The verdict is, you don't have to come specially to try it out. It's just reasonably priced western food fronted by an Australian guy, cooked by Asian staff, which has a terribly long waiting time on a Tuesday dinner time and didn't look or taste special.

Woah, after writing all this, I really felt that I could have used a few photos which I should have taken during the meal. Felt so weird to be reviewing a food stall without Ang Kong.

Friday, October 19, 2007

Anti-Ang Mo Weirdo on the loose

On my way to work, I have to walk through a bridge linking Harbourfront centre to Harbourfront tower 1. This morning, as I was walking behind a Ang Mo towards tower I, and a dirty and shabby looking 35+ chinese came towards us in the opposite direction. He diverted from his path and came walking towards the Ang Mo.

Guess what, there were no other people on the bridge and this guy just have to came chest to chest with the Ang Mo and snorted really loudly ! That was unbelievably rude ! I was a good 3 metres behind and still hear the sick sounding snorts.

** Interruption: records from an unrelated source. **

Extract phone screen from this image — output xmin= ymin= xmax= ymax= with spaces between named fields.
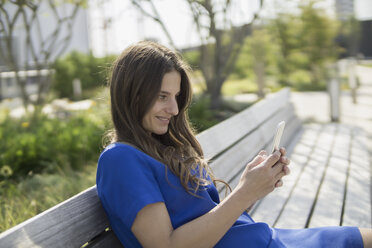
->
xmin=271 ymin=121 xmax=286 ymax=153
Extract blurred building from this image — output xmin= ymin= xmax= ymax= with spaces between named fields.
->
xmin=359 ymin=20 xmax=372 ymax=58
xmin=355 ymin=0 xmax=372 ymax=58
xmin=334 ymin=0 xmax=372 ymax=58
xmin=335 ymin=0 xmax=354 ymax=20
xmin=0 ymin=1 xmax=90 ymax=99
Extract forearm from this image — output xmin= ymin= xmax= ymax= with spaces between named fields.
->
xmin=132 ymin=151 xmax=288 ymax=248
xmin=169 ymin=188 xmax=255 ymax=248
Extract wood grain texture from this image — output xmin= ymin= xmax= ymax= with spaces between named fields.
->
xmin=274 ymin=124 xmax=338 ymax=228
xmin=197 ymin=88 xmax=290 ymax=160
xmin=308 ymin=125 xmax=351 ymax=227
xmin=0 ymin=186 xmax=114 ymax=247
xmin=251 ymin=124 xmax=321 ymax=226
xmin=342 ymin=128 xmax=372 ymax=228
xmin=85 ymin=229 xmax=123 ymax=248
xmin=217 ymin=103 xmax=302 ymax=194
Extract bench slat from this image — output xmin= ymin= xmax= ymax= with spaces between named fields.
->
xmin=85 ymin=230 xmax=123 ymax=248
xmin=250 ymin=125 xmax=320 ymax=226
xmin=274 ymin=124 xmax=337 ymax=228
xmin=0 ymin=186 xmax=116 ymax=248
xmin=217 ymin=103 xmax=302 ymax=193
xmin=342 ymin=129 xmax=372 ymax=228
xmin=198 ymin=89 xmax=290 ymax=160
xmin=308 ymin=125 xmax=351 ymax=227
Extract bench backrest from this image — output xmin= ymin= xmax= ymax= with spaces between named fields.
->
xmin=0 ymin=88 xmax=301 ymax=247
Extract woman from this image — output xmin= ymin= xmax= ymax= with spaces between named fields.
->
xmin=96 ymin=41 xmax=371 ymax=247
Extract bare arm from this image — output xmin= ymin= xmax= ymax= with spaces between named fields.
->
xmin=132 ymin=149 xmax=290 ymax=248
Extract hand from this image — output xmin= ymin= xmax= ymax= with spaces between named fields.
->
xmin=248 ymin=148 xmax=291 ymax=185
xmin=235 ymin=148 xmax=290 ymax=209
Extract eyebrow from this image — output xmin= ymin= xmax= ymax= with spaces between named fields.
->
xmin=159 ymin=90 xmax=180 ymax=95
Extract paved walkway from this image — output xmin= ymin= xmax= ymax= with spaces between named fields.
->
xmin=252 ymin=64 xmax=372 ymax=228
xmin=291 ymin=65 xmax=372 ymax=150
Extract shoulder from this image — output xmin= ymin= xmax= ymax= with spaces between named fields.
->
xmin=99 ymin=143 xmax=145 ymax=162
xmin=98 ymin=142 xmax=161 ymax=173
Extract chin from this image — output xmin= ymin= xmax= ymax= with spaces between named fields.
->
xmin=154 ymin=130 xmax=168 ymax=135
xmin=153 ymin=127 xmax=169 ymax=135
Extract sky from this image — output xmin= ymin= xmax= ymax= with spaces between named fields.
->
xmin=88 ymin=0 xmax=372 ymax=57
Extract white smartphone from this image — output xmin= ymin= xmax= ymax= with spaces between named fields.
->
xmin=271 ymin=121 xmax=286 ymax=153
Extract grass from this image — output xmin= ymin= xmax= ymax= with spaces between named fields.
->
xmin=191 ymin=72 xmax=283 ymax=97
xmin=222 ymin=78 xmax=258 ymax=96
xmin=0 ymin=163 xmax=97 ymax=233
xmin=190 ymin=71 xmax=259 ymax=96
xmin=361 ymin=64 xmax=372 ymax=68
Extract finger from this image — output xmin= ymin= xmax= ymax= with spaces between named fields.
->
xmin=259 ymin=150 xmax=268 ymax=160
xmin=258 ymin=150 xmax=267 ymax=156
xmin=248 ymin=154 xmax=265 ymax=169
xmin=280 ymin=156 xmax=290 ymax=165
xmin=275 ymin=179 xmax=283 ymax=188
xmin=279 ymin=147 xmax=286 ymax=156
xmin=266 ymin=151 xmax=281 ymax=168
xmin=283 ymin=165 xmax=291 ymax=175
xmin=274 ymin=169 xmax=286 ymax=181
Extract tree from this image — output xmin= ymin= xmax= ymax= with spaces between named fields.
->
xmin=248 ymin=29 xmax=277 ymax=98
xmin=298 ymin=0 xmax=339 ymax=86
xmin=269 ymin=1 xmax=340 ymax=89
xmin=269 ymin=13 xmax=300 ymax=86
xmin=0 ymin=0 xmax=86 ymax=114
xmin=131 ymin=0 xmax=264 ymax=109
xmin=232 ymin=28 xmax=279 ymax=98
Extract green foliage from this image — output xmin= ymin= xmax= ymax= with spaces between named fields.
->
xmin=51 ymin=52 xmax=115 ymax=99
xmin=233 ymin=29 xmax=278 ymax=80
xmin=222 ymin=78 xmax=258 ymax=96
xmin=182 ymin=50 xmax=201 ymax=70
xmin=267 ymin=0 xmax=340 ymax=90
xmin=298 ymin=1 xmax=339 ymax=86
xmin=188 ymin=95 xmax=219 ymax=133
xmin=188 ymin=93 xmax=253 ymax=133
xmin=232 ymin=39 xmax=252 ymax=79
xmin=0 ymin=109 xmax=107 ymax=179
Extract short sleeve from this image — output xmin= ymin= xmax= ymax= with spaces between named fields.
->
xmin=96 ymin=144 xmax=165 ymax=230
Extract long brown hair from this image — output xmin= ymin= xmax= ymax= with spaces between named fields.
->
xmin=107 ymin=41 xmax=219 ymax=195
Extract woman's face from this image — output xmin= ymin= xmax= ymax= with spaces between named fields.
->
xmin=142 ymin=70 xmax=181 ymax=135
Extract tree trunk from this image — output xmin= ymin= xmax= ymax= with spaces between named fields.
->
xmin=255 ymin=62 xmax=265 ymax=99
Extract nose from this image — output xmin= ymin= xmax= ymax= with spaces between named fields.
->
xmin=166 ymin=97 xmax=179 ymax=116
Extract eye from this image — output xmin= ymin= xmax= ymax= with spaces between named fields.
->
xmin=158 ymin=94 xmax=167 ymax=100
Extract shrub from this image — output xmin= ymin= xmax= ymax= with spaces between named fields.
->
xmin=188 ymin=95 xmax=219 ymax=133
xmin=51 ymin=52 xmax=115 ymax=99
xmin=289 ymin=70 xmax=326 ymax=91
xmin=182 ymin=50 xmax=200 ymax=70
xmin=0 ymin=110 xmax=106 ymax=179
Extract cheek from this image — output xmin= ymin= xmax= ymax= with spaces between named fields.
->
xmin=141 ymin=113 xmax=151 ymax=130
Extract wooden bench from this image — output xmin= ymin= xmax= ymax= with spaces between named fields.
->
xmin=0 ymin=88 xmax=370 ymax=247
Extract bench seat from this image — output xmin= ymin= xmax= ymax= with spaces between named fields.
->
xmin=0 ymin=88 xmax=370 ymax=247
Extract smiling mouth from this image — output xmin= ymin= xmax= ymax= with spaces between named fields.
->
xmin=156 ymin=116 xmax=170 ymax=122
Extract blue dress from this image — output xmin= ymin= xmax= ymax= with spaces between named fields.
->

That was a WTF moment. The Ang Mo appeared stunned at his weird behaviour and stood rooted for a second. He turned around, raised his voice at the bloody rude bastard asking what is his problem.

My evil senses alert me of a possible showdown so I decided to hang around for a while longer to kay-po kay-po, hoping for a chance to see a fist fight between the two to start my day. Well you know the saying, happiness must be built on someone else sorrow, and what's the chance of watching a chinese guy fighting against a Ang Mo ? Will it be Bruce Lee style ending where a chinese guy can hum-dum a Ang Mo to tears?

No !!! That was not to be. The chinese guy turned around, and looked at the Ang Mo with a confused look, obviously unable to comprehend the Ang Mo's words or maybe even the situation. I couldn't tell if he did it on purpose but the Ang Mo decided to let it go. My adrenaline fix was denied by the ball-less Ang Mo. So I continue my way back to the office to start another boring day.

The boring day was given a glimpse of hope when my colleague told me that there was a group 2 winner who bought a system 7 Toto ticket at the outlet at Seah Inn market. That's 60k !!! I bought a system 7 ticket there !

And so I took out my ticket from my wallet, cross my fingers and started matching the ticket I have bought. The first 2 numbers matched ! That's so exciting ! And then ......

Obviously I didn't win. I will never be so dumb to announce a big win on my blog. I will go nuts from the attention generated...you know the abalone porridge thingy I always joke about. My bad luck continued as usual, and the ticket of hope became a piece of paper reminding me of my jinxed luck.